18.5. At this stage, it is relevant to note that the Tax Laws (Amendment and Miscellaneous Provisions) Act, 1986 inserted Explanation 1 to section 32 w.e.f. 1.4.1988, reading as under : –
“Explanation-1. Where the business or profession of the assessee is carried on in a building not owned by him but in respect of which the assessee holds a lease or other right of occupancy and any capital expenditure is incurred by the assessee for the purposes of the business or profession on the construction of any structure or doing of any work in or in relation to and by way of renovation or extension of, or improvement to the building, then, the provisions of this clause shall apply as if the said structure or work is a building owned by the assessee.”

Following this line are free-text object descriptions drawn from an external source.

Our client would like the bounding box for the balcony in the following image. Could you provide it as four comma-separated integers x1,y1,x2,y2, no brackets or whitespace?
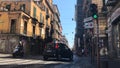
46,14,49,19
39,22,44,28
34,1,45,11
106,0,117,6
39,3,45,11
101,6,108,14
45,0,54,13
32,18,38,25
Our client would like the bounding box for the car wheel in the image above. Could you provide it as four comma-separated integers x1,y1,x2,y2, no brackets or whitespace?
43,56,48,60
69,55,73,61
20,53,24,57
12,53,16,58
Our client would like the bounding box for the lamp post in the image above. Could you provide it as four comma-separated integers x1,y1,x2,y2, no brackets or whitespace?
90,3,100,68
96,18,100,68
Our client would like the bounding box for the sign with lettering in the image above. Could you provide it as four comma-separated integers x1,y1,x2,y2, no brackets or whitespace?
84,17,94,29
84,22,94,29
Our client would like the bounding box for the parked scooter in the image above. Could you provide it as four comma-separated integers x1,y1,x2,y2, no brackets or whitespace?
13,41,24,58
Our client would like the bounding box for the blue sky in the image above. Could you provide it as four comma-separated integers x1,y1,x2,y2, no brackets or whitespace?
53,0,76,48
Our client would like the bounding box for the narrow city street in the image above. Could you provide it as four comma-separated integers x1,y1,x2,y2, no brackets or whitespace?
0,53,95,68
0,0,120,68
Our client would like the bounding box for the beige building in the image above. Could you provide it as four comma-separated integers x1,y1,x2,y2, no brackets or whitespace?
92,0,107,47
0,0,56,54
106,0,120,58
0,0,47,38
52,5,62,42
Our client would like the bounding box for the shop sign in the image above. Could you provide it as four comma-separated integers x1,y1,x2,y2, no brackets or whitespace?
84,17,94,29
83,17,93,22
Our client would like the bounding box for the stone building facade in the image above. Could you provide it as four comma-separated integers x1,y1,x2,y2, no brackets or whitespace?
0,0,62,55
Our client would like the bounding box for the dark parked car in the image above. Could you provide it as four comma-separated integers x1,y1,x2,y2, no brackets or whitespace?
43,42,73,61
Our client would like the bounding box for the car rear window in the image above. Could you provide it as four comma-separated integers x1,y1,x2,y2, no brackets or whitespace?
46,43,54,49
58,43,70,50
58,43,65,48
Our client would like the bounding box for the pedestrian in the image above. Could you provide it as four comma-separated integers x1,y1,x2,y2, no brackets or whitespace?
82,48,84,56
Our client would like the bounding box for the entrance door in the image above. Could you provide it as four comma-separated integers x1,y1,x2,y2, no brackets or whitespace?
118,22,120,58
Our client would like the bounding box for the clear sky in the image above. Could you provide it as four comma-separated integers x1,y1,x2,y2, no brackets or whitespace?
53,0,76,48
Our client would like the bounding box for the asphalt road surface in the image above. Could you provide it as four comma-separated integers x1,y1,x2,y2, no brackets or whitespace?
0,53,95,68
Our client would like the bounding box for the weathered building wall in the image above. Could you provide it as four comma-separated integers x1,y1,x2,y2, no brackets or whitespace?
0,34,30,55
0,34,19,53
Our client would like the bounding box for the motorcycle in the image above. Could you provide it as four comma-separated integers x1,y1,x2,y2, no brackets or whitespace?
12,45,24,58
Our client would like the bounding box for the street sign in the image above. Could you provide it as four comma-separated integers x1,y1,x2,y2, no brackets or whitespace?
83,17,93,22
84,22,94,29
83,17,94,29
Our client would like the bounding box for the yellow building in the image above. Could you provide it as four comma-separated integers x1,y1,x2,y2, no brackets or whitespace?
0,0,54,54
92,0,107,45
44,0,54,41
0,0,47,38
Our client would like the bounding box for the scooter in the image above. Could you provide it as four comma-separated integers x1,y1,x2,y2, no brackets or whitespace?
12,45,24,58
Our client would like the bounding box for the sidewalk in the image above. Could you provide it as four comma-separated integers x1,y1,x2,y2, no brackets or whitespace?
100,57,120,68
0,53,43,60
0,53,12,58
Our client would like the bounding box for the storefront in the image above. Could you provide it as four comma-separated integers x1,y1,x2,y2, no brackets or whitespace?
109,8,120,58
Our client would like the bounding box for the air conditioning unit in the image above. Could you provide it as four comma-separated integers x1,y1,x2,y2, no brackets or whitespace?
4,8,8,11
21,6,24,10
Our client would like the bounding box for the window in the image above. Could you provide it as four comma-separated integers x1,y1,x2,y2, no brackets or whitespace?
40,13,42,22
33,26,35,35
33,7,36,18
43,16,44,23
10,19,16,33
46,8,49,15
20,4,25,11
6,4,11,11
23,21,27,34
46,20,48,26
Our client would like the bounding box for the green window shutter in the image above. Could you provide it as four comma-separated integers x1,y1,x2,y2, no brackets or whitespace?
40,13,42,22
33,7,36,18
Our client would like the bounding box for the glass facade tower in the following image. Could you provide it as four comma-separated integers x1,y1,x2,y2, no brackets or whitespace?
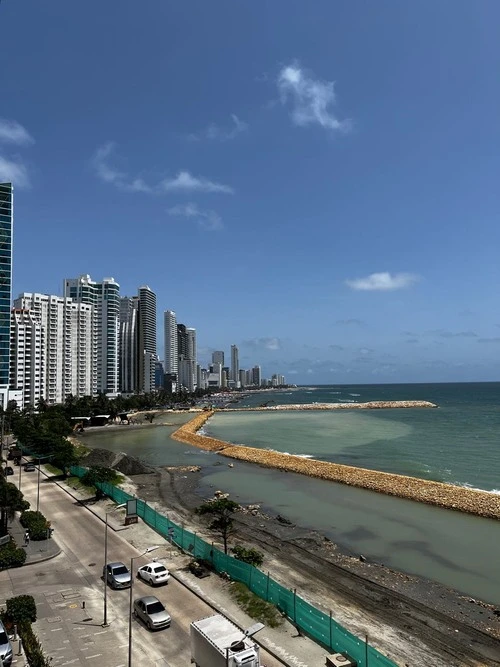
0,184,13,408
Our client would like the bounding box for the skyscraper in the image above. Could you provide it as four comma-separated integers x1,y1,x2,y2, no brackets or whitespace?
119,296,139,393
177,324,197,391
138,286,156,394
0,183,13,409
252,365,262,387
230,344,239,385
212,350,224,366
64,275,120,394
164,310,178,384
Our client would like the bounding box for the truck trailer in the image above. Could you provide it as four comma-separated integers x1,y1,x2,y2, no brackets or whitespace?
190,614,261,667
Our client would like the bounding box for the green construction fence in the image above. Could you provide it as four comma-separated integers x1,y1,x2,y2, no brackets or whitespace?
68,465,396,667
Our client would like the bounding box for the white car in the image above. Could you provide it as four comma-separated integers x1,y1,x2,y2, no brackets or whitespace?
137,562,170,586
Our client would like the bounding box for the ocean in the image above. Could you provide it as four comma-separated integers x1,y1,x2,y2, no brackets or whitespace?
82,383,500,603
205,382,500,492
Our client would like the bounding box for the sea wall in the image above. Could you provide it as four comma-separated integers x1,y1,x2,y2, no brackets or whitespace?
225,400,438,411
170,409,500,519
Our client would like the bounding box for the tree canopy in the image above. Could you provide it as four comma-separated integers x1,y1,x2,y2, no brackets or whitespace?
195,497,240,554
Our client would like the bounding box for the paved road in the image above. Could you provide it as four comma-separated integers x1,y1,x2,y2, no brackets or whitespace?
2,472,283,667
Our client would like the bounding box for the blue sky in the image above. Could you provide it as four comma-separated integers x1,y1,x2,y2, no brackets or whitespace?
1,0,500,384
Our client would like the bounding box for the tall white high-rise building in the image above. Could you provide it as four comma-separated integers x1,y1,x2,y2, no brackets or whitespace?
138,286,156,393
64,275,120,394
164,310,178,383
10,309,44,409
14,293,93,403
230,344,239,385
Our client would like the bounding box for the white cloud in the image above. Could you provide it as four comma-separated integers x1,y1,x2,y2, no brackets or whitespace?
346,272,419,291
160,171,233,194
278,63,350,132
0,156,30,188
92,143,232,195
0,119,34,188
0,119,34,146
190,114,248,142
242,337,282,350
167,202,223,231
92,142,126,185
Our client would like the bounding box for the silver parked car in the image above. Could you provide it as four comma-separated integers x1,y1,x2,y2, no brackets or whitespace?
0,619,13,666
133,596,171,631
103,561,131,589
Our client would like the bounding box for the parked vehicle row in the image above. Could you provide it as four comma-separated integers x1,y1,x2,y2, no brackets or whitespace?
103,559,171,632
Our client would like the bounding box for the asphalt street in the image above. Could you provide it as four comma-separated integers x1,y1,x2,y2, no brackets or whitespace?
1,470,284,667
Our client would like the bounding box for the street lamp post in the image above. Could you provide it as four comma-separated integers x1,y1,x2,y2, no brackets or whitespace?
18,445,22,491
128,546,159,667
103,503,126,627
36,456,51,513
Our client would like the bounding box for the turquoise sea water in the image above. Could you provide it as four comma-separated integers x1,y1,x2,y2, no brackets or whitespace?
81,383,500,603
206,382,500,492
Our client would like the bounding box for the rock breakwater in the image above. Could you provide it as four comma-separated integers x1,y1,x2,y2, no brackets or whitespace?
225,400,438,411
171,409,500,519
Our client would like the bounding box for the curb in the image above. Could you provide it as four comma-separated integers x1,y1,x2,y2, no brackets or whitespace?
25,546,62,566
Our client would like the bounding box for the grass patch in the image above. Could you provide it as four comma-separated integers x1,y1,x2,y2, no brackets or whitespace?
65,476,96,495
74,443,90,459
44,463,63,476
229,581,283,628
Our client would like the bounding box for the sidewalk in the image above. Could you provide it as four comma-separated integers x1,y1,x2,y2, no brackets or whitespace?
9,514,60,565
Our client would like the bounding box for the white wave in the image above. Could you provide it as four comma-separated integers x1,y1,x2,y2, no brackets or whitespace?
349,393,361,397
456,482,500,495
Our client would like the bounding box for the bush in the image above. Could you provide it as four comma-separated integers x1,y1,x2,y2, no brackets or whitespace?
5,594,37,623
0,539,27,569
230,582,282,628
18,620,51,666
231,545,264,567
81,466,121,489
20,511,50,541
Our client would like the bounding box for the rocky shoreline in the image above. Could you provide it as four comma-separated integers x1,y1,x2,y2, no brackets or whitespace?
171,410,500,519
225,399,438,410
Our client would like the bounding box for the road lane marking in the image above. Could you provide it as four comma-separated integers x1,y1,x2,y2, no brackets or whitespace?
85,654,102,659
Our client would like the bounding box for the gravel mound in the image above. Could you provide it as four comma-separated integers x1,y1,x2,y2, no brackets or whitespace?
81,448,155,476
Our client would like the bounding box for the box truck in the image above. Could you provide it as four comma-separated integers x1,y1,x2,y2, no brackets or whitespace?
190,614,262,667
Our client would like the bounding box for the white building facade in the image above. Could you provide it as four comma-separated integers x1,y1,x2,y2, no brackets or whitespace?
64,275,120,395
13,293,93,404
9,309,43,409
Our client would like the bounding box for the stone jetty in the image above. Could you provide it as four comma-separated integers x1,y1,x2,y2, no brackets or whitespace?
171,408,500,519
224,400,438,411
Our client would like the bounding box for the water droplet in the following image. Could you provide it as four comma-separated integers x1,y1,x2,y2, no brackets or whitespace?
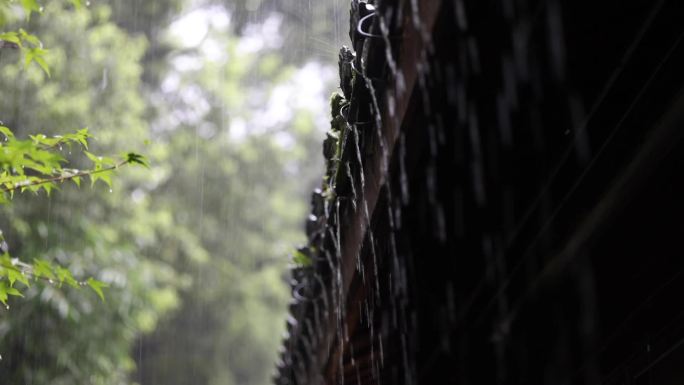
109,188,113,193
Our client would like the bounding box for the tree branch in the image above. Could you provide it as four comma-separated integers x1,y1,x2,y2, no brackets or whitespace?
0,160,128,194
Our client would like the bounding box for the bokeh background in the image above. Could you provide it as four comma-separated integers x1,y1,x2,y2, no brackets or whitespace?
0,0,347,384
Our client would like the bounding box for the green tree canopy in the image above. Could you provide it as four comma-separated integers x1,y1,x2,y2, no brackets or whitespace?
0,0,339,384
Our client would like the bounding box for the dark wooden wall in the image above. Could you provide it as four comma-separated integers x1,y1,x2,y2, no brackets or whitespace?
275,1,684,384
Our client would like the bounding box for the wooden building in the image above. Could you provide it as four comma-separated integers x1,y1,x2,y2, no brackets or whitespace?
275,1,684,384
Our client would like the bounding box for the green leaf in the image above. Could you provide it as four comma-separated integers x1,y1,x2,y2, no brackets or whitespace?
0,126,14,139
0,32,21,46
19,29,41,47
87,277,107,302
0,281,21,305
33,259,55,281
84,150,101,164
33,54,50,77
0,282,8,305
76,128,90,149
7,268,30,287
6,286,23,297
24,47,50,77
55,266,79,288
292,249,312,267
20,0,42,19
90,169,113,187
125,152,149,168
41,182,58,196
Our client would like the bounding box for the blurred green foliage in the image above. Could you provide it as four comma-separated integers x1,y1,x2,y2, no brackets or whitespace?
0,0,337,384
0,1,147,310
0,2,182,383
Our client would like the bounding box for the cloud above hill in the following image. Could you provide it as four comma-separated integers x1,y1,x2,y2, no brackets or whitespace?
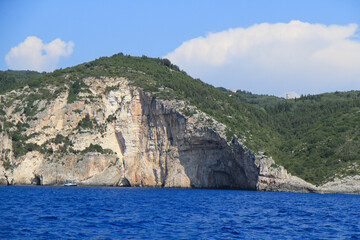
166,21,360,96
5,36,74,72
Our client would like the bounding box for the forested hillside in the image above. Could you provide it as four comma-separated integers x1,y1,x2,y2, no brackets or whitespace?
1,53,359,185
0,70,42,94
222,88,360,184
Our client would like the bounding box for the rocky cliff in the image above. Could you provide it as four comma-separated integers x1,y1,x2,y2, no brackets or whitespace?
0,75,331,192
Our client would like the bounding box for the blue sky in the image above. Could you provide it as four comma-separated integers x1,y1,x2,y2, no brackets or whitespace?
1,0,360,96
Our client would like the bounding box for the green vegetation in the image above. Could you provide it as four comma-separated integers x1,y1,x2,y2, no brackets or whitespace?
68,79,87,103
1,53,359,185
2,159,12,170
218,88,284,109
0,70,42,94
81,144,114,154
9,122,43,158
263,92,360,184
1,150,12,170
76,114,95,129
104,85,118,95
222,88,360,184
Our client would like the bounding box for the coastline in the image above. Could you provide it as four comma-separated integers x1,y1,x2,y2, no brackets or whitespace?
1,183,359,195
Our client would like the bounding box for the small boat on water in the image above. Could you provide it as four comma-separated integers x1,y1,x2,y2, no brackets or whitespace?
64,182,77,187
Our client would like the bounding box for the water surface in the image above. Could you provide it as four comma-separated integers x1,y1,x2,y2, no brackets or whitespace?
0,186,359,239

18.6. A circumspection of the above Explanation reveals that where a business is carried on in a building not owned by the assessee but in respect of which it holds a lease or either occupancy rights, then the expenditure on i. the construction of a structure or ii. doing of any work in or in relation to and by way of renovation or extension of, or improvement to the building, shall be considered as structure or work in the nature of building owned by the assessee for the purpose of depreciation. Spirit and text of Explanation 1 to section 32 is that any capital expenditure by the assessee on a building not owned by him, in which he carries on the business, shall be considered as building owned by him for the purposes of section 32, to the extent of the amounts spent on the construction of structure or doing of any work in or in relation to and by way of renovation or extension or improvement to the building. It therefore, follows that in order to bring any amount within the ambit of Explanation 1 to section 32, it is paramount that the expenditure incurred by the assessee on the premises in the capacity of non-owner should firstly be in the nature of capital expenditure and then it should fall within any or both the clauses as discussed above. If these conditions get satisfied, as is the case under consideration, then the amount incurred for such works falls for consideration under Explanation 1 to section 32. In other words, the amount so incurred would be capitalized entitling the assessee to depreciation as per the eligible rate. In view of the foregoing discussion, we uphold the impugned order on this issue subject to grant of depreciation.”
In view of above, we uphold the finding of the learned Commissioner of Income Tax (Appeals) on the issue in dispute and accordingly dismiss the ground No. 1 of the appeal.